Beyond that I agree with other readers; I buy items on sale or out of season and that sometimes means waiting and not succumbing to HAVING to have it now.

But I don't know about the complaint and try to get it free route. Free has costs across the board. Every time some one person gets something for free those costs are reflected in what consumers pay. Using this method as policy (and the reader sounds like this is a regular occurrence) is not something I see as empowering as much as manipulative!

Jenna said...

For me, something that has helped save a ton is a useful tip in most aspects of life - don't get caught up in needing the pretty or the perfect.
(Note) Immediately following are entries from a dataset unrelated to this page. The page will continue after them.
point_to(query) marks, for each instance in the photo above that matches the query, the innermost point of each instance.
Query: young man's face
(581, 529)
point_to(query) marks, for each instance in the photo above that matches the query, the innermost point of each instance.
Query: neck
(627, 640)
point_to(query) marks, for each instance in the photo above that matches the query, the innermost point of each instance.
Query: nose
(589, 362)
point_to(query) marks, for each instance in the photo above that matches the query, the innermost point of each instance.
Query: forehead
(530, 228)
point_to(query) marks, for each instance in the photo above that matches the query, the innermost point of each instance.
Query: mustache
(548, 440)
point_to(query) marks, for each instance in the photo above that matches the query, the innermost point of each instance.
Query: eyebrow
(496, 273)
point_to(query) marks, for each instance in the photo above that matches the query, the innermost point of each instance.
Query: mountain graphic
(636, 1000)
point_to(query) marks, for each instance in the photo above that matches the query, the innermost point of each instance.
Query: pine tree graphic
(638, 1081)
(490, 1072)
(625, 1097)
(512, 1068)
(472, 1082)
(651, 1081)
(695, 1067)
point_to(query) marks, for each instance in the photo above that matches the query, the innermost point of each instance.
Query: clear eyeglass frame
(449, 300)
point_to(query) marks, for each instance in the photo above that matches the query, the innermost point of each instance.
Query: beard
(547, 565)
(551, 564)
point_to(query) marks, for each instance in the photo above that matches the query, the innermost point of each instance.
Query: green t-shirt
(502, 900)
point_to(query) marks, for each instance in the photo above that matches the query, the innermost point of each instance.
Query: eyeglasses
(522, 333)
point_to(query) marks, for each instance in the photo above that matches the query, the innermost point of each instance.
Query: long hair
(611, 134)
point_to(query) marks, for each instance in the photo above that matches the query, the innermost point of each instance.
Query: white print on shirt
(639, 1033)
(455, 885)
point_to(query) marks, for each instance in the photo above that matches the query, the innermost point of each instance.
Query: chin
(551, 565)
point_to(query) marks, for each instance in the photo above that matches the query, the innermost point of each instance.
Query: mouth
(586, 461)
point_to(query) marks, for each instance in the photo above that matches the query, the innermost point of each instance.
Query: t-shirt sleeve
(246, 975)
A local health food store and farmer's market combo has, like more and more stores, a quick buy section for produce that is a great resource to seek out. Pretty red peppers can go for $4.89 a pound (I don't pay that for grassfed beef!) but if I don't mind cutting around some wrinkles and spot where they bounced, I can get a back of 4 for $1. Huge bags of scratched squash for a quarter. Same deal with banged up cans and boxes (long as it's just surface damage, not proof the container is failing). Get past needing picture perfect, and not only will the budget ease, but meals can get a lot more varied! (The $1 on 5 lb of eggplant made me tapdance quick and figure out a capanota recipe that my husband now loves.)

Janet C. said...

Two tips as far as food goes:
1. Get off the grid! ie, grow your own or make your own. You get the satisfaction of making it yourself AND you save money! Plus gardening is relaxing!

2. Search out ethnic markets for items such as spices and even for food items such as produce, canned goods, etc. The label might be in a foreign language, but garbanzo beans are garbanzo beans. You can use them in other-than-Mexican cooking even if the label is in Spanish!